U.S. snacks big Mondelez has struck a deal to purchase sports activities diet model Grenade, because it seems to faucet into rising shopper demand for health-focused snacks, which has surged in the course of the COVID-19 pandemic-fueled lockdowns.
The deal marks Mondelez’s first acquisition within the U.Ok. since its controversial $19.5 billion takeover of U.Ok. chocolate maker Cadbury in 2010.
Based in 2010 by husband and spouse crew Alan and Juliet Barratt, Grenade makes a spread of sports activities diet merchandise, together with its well-liked Carb Killa protein bar, which Mondelez mentioned has been the corporate’s bestselling protein bar since 2011, with a rising presence within the U.Ok. and availability throughout different areas, together with North America and Asia Pacific.

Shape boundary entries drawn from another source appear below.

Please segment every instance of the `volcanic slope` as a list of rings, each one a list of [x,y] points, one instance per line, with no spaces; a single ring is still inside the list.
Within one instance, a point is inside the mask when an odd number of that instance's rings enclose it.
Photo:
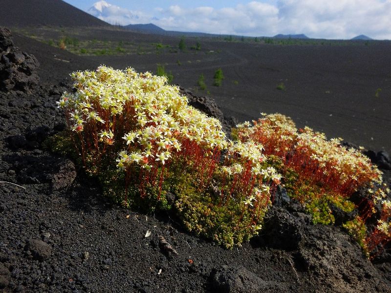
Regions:
[[[1,0],[0,25],[110,26],[61,0]]]

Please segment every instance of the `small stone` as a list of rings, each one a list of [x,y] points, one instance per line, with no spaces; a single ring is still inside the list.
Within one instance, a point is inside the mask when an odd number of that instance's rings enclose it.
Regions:
[[[52,247],[39,239],[32,239],[26,246],[26,250],[31,252],[35,259],[43,260],[49,257],[52,253]]]
[[[0,289],[5,288],[8,286],[11,273],[8,269],[4,265],[0,263]]]

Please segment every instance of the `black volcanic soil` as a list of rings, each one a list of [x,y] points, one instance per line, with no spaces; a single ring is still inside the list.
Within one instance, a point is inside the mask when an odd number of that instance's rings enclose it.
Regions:
[[[105,34],[108,38],[113,35],[101,32]],[[329,135],[389,151],[388,45],[326,48],[205,42],[206,51],[220,48],[221,52],[83,57],[22,36],[14,40],[39,61],[41,83],[30,93],[0,92],[0,181],[25,188],[0,183],[0,290],[391,290],[388,251],[371,263],[341,227],[311,224],[309,216],[293,202],[276,204],[260,236],[228,251],[186,232],[172,214],[146,215],[113,205],[82,170],[42,146],[64,127],[55,102],[69,89],[70,72],[100,63],[153,71],[156,63],[167,63],[175,82],[193,88],[200,73],[210,79],[221,67],[226,77],[223,86],[208,85],[226,116],[243,120],[257,118],[261,110],[281,112]],[[176,65],[179,59],[186,64]],[[276,89],[281,80],[285,91]],[[375,97],[379,87],[382,92]],[[389,180],[390,172],[386,177]],[[147,230],[152,233],[146,238]],[[178,255],[163,249],[158,235]]]

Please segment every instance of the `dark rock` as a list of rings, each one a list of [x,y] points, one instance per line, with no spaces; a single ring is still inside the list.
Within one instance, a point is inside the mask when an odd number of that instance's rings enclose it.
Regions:
[[[390,287],[383,281],[374,281],[376,269],[347,233],[321,225],[307,226],[304,231],[295,257],[295,266],[301,271],[316,272],[307,281],[324,280],[319,292],[328,288],[329,292],[367,292],[368,286],[375,282],[378,289],[376,292],[389,292]]]
[[[26,134],[26,138],[29,141],[41,143],[47,137],[49,130],[47,126],[40,126],[28,131]]]
[[[273,205],[275,207],[281,208],[286,207],[289,204],[290,198],[288,196],[286,189],[281,185],[277,186],[277,190],[274,195],[274,200]]]
[[[234,117],[224,117],[220,107],[214,99],[210,97],[196,96],[190,90],[182,87],[179,87],[179,91],[181,94],[187,97],[189,105],[208,116],[218,120],[221,123],[222,130],[228,138],[231,138],[231,128],[238,124],[237,122]]]
[[[57,123],[54,126],[53,130],[55,131],[62,131],[65,129],[66,126],[65,123]]]
[[[11,31],[6,27],[0,26],[0,50],[7,51],[8,47],[14,46],[14,42],[11,39]]]
[[[295,216],[285,209],[273,208],[265,217],[262,238],[275,248],[297,249],[303,238],[305,220],[304,217]]]
[[[218,292],[286,292],[283,283],[265,282],[245,268],[223,266],[211,272],[211,287]]]
[[[334,224],[336,226],[341,225],[348,221],[353,220],[358,212],[357,209],[354,209],[349,212],[346,212],[332,203],[331,203],[329,206],[331,212],[334,216]]]
[[[9,146],[14,149],[22,148],[27,144],[26,138],[23,135],[10,136],[8,138],[7,141]]]
[[[0,27],[0,90],[30,92],[39,83],[40,64],[32,55],[14,45],[11,32]]]
[[[391,161],[390,156],[386,151],[382,150],[377,153],[376,155],[376,165],[381,169],[384,170],[391,170]]]
[[[22,53],[18,52],[14,52],[10,54],[10,57],[12,59],[12,61],[14,63],[18,64],[20,64],[24,62],[25,58],[24,56]]]
[[[2,289],[8,286],[11,273],[8,269],[4,265],[0,263],[0,289]]]
[[[52,247],[39,239],[31,239],[26,245],[25,250],[31,252],[35,259],[43,260],[52,253]]]
[[[65,160],[55,166],[56,171],[52,176],[51,186],[53,191],[67,189],[73,183],[77,174],[73,163]]]

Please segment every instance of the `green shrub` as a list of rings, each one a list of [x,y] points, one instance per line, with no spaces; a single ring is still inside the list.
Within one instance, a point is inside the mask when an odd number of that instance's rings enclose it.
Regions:
[[[220,86],[221,85],[223,80],[224,79],[224,75],[223,75],[223,71],[221,68],[218,68],[215,72],[215,75],[213,76],[214,82],[213,85],[215,86]]]
[[[186,45],[185,43],[185,38],[184,37],[181,38],[179,43],[178,44],[178,48],[182,51],[186,49]]]
[[[67,130],[47,145],[74,146],[106,195],[145,210],[174,208],[189,230],[227,248],[258,233],[280,178],[262,168],[261,146],[227,142],[220,122],[165,76],[102,66],[71,77],[76,92],[58,102]]]
[[[306,126],[298,130],[289,117],[262,115],[253,126],[249,122],[240,124],[233,133],[240,141],[262,146],[269,164],[282,174],[288,194],[303,205],[314,224],[334,222],[332,205],[347,212],[356,209],[363,225],[378,220],[365,237],[364,228],[356,222],[346,224],[348,230],[358,229],[350,232],[358,237],[367,252],[391,240],[391,202],[385,199],[390,190],[369,158],[359,150],[344,147],[342,139],[328,141],[323,133]],[[350,200],[359,189],[367,190],[368,198],[356,207]],[[373,209],[379,204],[380,216]]]
[[[157,64],[156,75],[157,75],[157,76],[166,77],[167,78],[167,81],[169,84],[171,84],[173,82],[173,80],[174,79],[174,76],[173,75],[171,71],[170,72],[166,72],[164,69],[164,65],[160,64]]]
[[[198,86],[199,86],[199,88],[202,90],[206,89],[206,84],[204,81],[203,74],[201,74],[200,75],[199,77],[198,77],[198,80],[197,82],[197,84],[198,85]]]

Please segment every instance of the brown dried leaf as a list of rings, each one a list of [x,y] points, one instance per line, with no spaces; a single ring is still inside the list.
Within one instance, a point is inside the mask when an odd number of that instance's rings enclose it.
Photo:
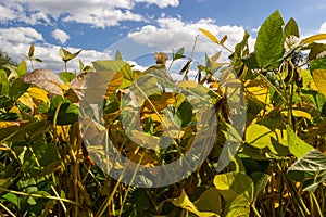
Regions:
[[[23,76],[23,82],[36,85],[37,87],[47,90],[51,94],[62,95],[61,80],[49,69],[40,68]]]

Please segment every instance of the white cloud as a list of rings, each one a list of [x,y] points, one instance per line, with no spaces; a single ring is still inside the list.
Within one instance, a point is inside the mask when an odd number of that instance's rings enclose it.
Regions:
[[[177,7],[179,5],[179,0],[136,0],[136,2],[146,2],[148,4],[156,4],[159,8],[163,9],[166,7]]]
[[[51,35],[55,40],[59,40],[61,43],[65,43],[71,38],[70,35],[67,35],[67,33],[61,29],[53,30]]]
[[[199,28],[209,30],[220,40],[227,35],[228,38],[224,44],[230,50],[234,50],[235,46],[242,40],[244,34],[244,28],[241,26],[218,26],[212,18],[202,18],[198,22],[184,22],[180,16],[165,17],[165,15],[162,15],[156,21],[156,26],[146,25],[140,29],[129,33],[128,37],[135,43],[146,44],[155,49],[159,48],[161,51],[171,51],[172,49],[185,47],[186,54],[189,55],[196,36],[199,35],[196,44],[197,53],[203,56],[204,53],[214,54],[218,50],[222,50],[223,55],[221,61],[226,61],[230,53],[210,41],[201,34]],[[253,51],[254,39],[250,38],[249,43],[251,51]]]
[[[319,28],[319,33],[322,34],[325,34],[326,33],[326,22],[324,22]]]
[[[30,27],[18,28],[2,28],[0,29],[0,48],[2,51],[12,56],[13,60],[20,62],[27,54],[29,44],[35,43],[35,58],[41,59],[42,63],[35,63],[36,68],[45,67],[54,72],[64,71],[64,63],[60,58],[60,46],[49,44],[43,41],[41,34]],[[79,48],[66,48],[71,52],[76,52]],[[110,59],[110,55],[105,52],[96,50],[83,50],[82,53],[74,60],[68,62],[68,69],[78,72],[78,60],[89,65],[91,61]],[[30,68],[29,68],[30,69]]]
[[[2,0],[0,22],[16,20],[34,25],[50,24],[50,18],[54,18],[104,28],[122,21],[146,21],[142,15],[131,12],[141,2],[161,9],[179,4],[179,0]]]
[[[40,33],[30,27],[11,27],[0,29],[0,41],[2,43],[8,42],[8,44],[2,44],[1,48],[16,47],[20,44],[28,46],[28,43],[36,41],[43,41],[43,37]]]

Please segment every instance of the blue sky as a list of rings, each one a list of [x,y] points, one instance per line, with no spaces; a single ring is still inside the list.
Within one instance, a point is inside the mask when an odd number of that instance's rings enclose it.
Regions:
[[[302,37],[326,33],[325,0],[1,0],[0,48],[18,61],[35,43],[35,55],[43,60],[36,67],[59,72],[61,47],[83,49],[86,63],[112,58],[113,48],[137,61],[156,50],[189,52],[200,27],[220,38],[228,35],[230,49],[248,30],[253,47],[260,25],[275,10],[285,22],[294,17]],[[204,37],[198,49],[218,50]],[[70,66],[78,68],[77,60]]]

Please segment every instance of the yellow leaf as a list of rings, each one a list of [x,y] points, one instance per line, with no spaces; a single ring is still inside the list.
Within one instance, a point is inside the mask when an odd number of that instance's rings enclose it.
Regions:
[[[18,127],[21,125],[20,122],[3,122],[0,120],[0,129],[7,128],[7,127]]]
[[[199,30],[201,33],[203,33],[209,39],[211,39],[214,43],[218,43],[218,40],[215,36],[213,36],[210,31],[203,29],[203,28],[199,28]]]
[[[318,88],[318,91],[326,95],[326,69],[315,69],[313,79]]]
[[[24,92],[20,99],[18,102],[23,103],[24,105],[26,105],[27,107],[29,107],[32,110],[32,112],[34,111],[34,108],[36,107],[36,104],[33,101],[33,98],[27,93]]]
[[[281,111],[280,113],[285,116],[288,116],[288,111]],[[294,117],[305,117],[308,119],[311,119],[311,114],[302,110],[292,110],[292,114]]]
[[[48,92],[43,89],[37,87],[29,87],[26,92],[36,100],[40,100],[47,104],[50,103]]]
[[[249,95],[264,104],[269,102],[269,88],[263,80],[249,80],[244,84],[244,86]]]
[[[198,84],[192,80],[184,80],[184,81],[178,82],[178,86],[180,88],[196,88],[198,86]]]
[[[170,201],[170,200],[167,200],[167,201]],[[175,205],[175,206],[187,209],[187,210],[196,214],[197,216],[201,216],[201,217],[217,216],[217,214],[212,213],[212,212],[198,210],[197,206],[190,201],[190,199],[188,197],[188,195],[186,194],[184,189],[183,189],[181,195],[177,199],[171,200],[171,203],[173,203],[173,205]]]
[[[318,40],[326,40],[326,34],[317,34],[317,35],[308,37],[308,38],[303,39],[300,42],[300,44],[313,43],[313,42],[318,41]]]

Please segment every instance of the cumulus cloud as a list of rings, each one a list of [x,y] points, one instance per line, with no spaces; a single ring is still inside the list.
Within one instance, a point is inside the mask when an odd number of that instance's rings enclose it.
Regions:
[[[199,28],[208,29],[217,39],[222,39],[227,35],[225,46],[230,50],[234,50],[236,43],[242,40],[244,28],[242,26],[218,26],[212,18],[202,18],[197,22],[184,22],[180,16],[178,17],[165,17],[162,15],[156,25],[146,25],[133,33],[128,34],[128,37],[135,42],[146,44],[162,51],[171,51],[172,49],[178,49],[185,47],[187,54],[189,54],[195,44],[195,39],[199,35],[196,52],[214,54],[222,50],[222,61],[226,61],[230,54],[225,49],[214,44],[206,39]],[[250,38],[249,43],[251,49],[253,48],[254,39]]]
[[[61,29],[53,30],[51,35],[55,40],[59,40],[61,43],[65,43],[71,38],[70,35],[67,35],[67,33]]]
[[[319,33],[322,34],[325,34],[326,33],[326,22],[324,22],[321,26],[321,29],[319,29]]]
[[[59,54],[59,49],[61,47],[45,42],[42,35],[37,30],[30,27],[0,29],[0,48],[15,61],[21,61],[23,59],[22,54],[27,54],[30,43],[35,43],[35,58],[39,58],[43,61],[42,63],[35,63],[35,67],[45,67],[54,72],[64,69],[64,63]],[[71,52],[79,50],[79,48],[71,47],[66,49]],[[85,62],[86,65],[89,65],[91,61],[110,58],[111,56],[105,52],[83,50],[78,58],[68,62],[68,68],[70,71],[78,71],[79,59]]]
[[[145,21],[142,15],[131,12],[137,3],[166,8],[177,7],[179,0],[3,0],[0,3],[0,22],[16,20],[27,24],[50,24],[50,20],[54,18],[104,28],[123,21]]]
[[[2,44],[1,48],[43,41],[42,35],[30,27],[1,28],[0,36],[1,43],[8,42],[8,44]]]

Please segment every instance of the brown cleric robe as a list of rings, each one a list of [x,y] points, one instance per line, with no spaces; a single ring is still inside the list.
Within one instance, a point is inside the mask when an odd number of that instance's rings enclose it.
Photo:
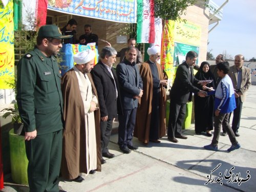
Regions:
[[[167,79],[168,77],[160,64],[156,66],[159,79]],[[140,74],[143,82],[143,94],[139,100],[139,106],[137,111],[136,122],[134,135],[139,141],[147,143],[150,140],[151,121],[152,113],[152,100],[153,99],[153,79],[152,73],[148,62],[144,62],[141,66]],[[166,94],[165,89],[162,85],[160,85],[159,101],[159,138],[165,135],[166,130]],[[157,118],[157,117],[152,117]]]
[[[92,84],[93,92],[98,99],[92,76],[90,73],[87,74]],[[80,94],[78,79],[74,69],[71,69],[62,77],[61,90],[64,104],[65,128],[63,133],[61,172],[64,178],[74,179],[79,173],[84,173],[88,174],[90,170],[90,167],[88,167],[87,165],[87,162],[88,162],[90,159],[87,159],[89,157],[86,155],[88,153],[86,147],[87,142],[88,142],[86,139],[86,114],[84,112],[84,103]],[[95,111],[97,171],[101,170],[100,118],[99,110]]]

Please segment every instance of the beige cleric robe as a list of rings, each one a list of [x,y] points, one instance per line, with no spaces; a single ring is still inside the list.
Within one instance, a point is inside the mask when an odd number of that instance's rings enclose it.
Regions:
[[[157,63],[159,79],[167,79],[168,77],[163,72],[160,64]],[[153,95],[153,80],[150,64],[144,62],[140,69],[140,74],[143,82],[143,94],[139,99],[137,111],[136,122],[134,135],[140,141],[145,143],[149,142],[152,102]],[[166,100],[165,89],[161,86],[159,101],[159,137],[165,135],[166,130]]]
[[[101,169],[100,114],[88,113],[91,101],[98,102],[90,74],[84,77],[74,67],[62,77],[61,90],[65,128],[61,170],[63,178],[73,179],[80,173]]]

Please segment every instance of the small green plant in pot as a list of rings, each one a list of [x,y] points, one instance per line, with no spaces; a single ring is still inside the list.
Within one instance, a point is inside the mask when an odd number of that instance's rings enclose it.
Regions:
[[[7,83],[14,92],[16,98],[16,80],[13,80],[10,82],[7,82]],[[18,105],[17,104],[16,101],[13,101],[12,103],[14,104],[13,106],[5,108],[1,111],[1,112],[5,112],[3,115],[3,117],[6,118],[8,117],[11,117],[12,121],[13,123],[14,134],[17,135],[23,135],[24,133],[23,132],[24,124],[22,121],[22,119],[20,118],[20,116],[19,116],[19,114],[18,113]]]

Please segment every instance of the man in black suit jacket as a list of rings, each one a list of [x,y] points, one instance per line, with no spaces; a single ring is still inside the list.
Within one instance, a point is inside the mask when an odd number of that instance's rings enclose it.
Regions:
[[[98,93],[100,111],[102,155],[108,158],[115,157],[108,148],[113,120],[117,117],[117,114],[122,113],[118,82],[112,68],[116,61],[116,54],[113,47],[104,47],[100,54],[100,60],[91,72]],[[101,163],[105,162],[102,158]]]
[[[134,61],[137,56],[135,47],[129,47],[125,58],[117,65],[116,73],[120,86],[123,115],[118,115],[118,144],[124,153],[137,150],[132,142],[135,125],[138,99],[143,94],[143,82],[138,67]]]
[[[177,68],[174,84],[170,91],[170,113],[168,125],[168,139],[177,143],[180,139],[187,139],[183,135],[181,126],[186,114],[186,103],[191,101],[192,92],[203,97],[206,92],[193,85],[198,80],[194,76],[193,66],[195,65],[198,54],[194,51],[189,51],[186,55],[186,61]]]

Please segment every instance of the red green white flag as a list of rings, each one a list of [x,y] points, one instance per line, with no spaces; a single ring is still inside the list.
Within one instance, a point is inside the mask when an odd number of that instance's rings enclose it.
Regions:
[[[155,42],[154,18],[154,0],[137,0],[137,42]]]

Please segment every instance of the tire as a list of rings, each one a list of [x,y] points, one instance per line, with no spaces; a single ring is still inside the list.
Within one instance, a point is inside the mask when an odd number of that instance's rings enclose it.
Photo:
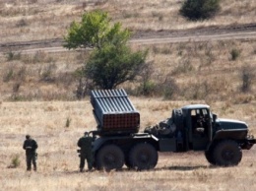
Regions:
[[[124,154],[116,145],[103,146],[96,154],[96,166],[97,169],[120,169],[124,164]]]
[[[216,165],[216,161],[213,156],[213,151],[205,151],[205,157],[206,159],[209,161],[209,163]]]
[[[159,160],[157,150],[147,143],[140,143],[129,154],[131,167],[138,170],[154,168]]]
[[[128,168],[132,168],[131,162],[129,161],[129,159],[126,159],[124,161],[124,164],[128,167]]]
[[[176,125],[177,130],[183,129],[182,109],[173,109],[171,118],[172,118],[173,123]]]
[[[214,149],[214,160],[217,165],[237,165],[242,159],[241,148],[231,140],[220,142]]]

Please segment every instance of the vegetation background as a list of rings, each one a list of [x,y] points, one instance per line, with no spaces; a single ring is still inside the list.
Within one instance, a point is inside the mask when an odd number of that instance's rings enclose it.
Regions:
[[[178,14],[182,2],[3,0],[0,39],[5,43],[61,38],[72,21],[95,9],[107,11],[113,22],[121,22],[135,36],[256,22],[253,0],[223,0],[220,13],[201,22],[186,21]],[[143,79],[123,85],[136,96],[131,98],[141,113],[141,130],[169,117],[172,108],[208,103],[219,116],[246,121],[256,133],[255,39],[131,45],[135,50],[149,48],[148,61],[153,63],[147,85],[150,96],[140,92]],[[76,143],[84,131],[96,128],[96,122],[89,97],[76,99],[74,72],[89,53],[27,54],[11,48],[0,55],[1,189],[255,190],[255,148],[244,151],[235,167],[211,166],[202,153],[191,152],[160,154],[156,169],[150,171],[79,173]],[[166,91],[158,95],[156,87],[160,85]],[[27,133],[39,145],[35,173],[26,171],[22,144]]]

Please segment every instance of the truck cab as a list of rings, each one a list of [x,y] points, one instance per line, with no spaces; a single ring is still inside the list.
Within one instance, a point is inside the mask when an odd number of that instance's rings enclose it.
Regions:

Chicago-based Mondelez, which additionally owns the Oreo, Chips Ahoy, and Toblerone manufacturers, didn’t disclose a worth for the deal, which it mentioned permits the corporate to ship on its technique to be “a world chief in broader snacking, together with within the necessary space of well-being.”
Mondelez, which was spun out of shopper big Kraft in 2012, purchased wholesome snack and paleo chocolate maker Hu Master Holdings in January for an undisclosed sum. Earlier this month, Mondelez entered the premium biscuit and cracker market in Australia and New Zealand with the acquisition of Gourmet Food Holdings.
The corporate mentioned on Monday that it’s going to function Grenade individually to its different operations and can hold its present management crew. The Barratts will retain a minority stake as a part of the deal, which is predicted to finish later this yr.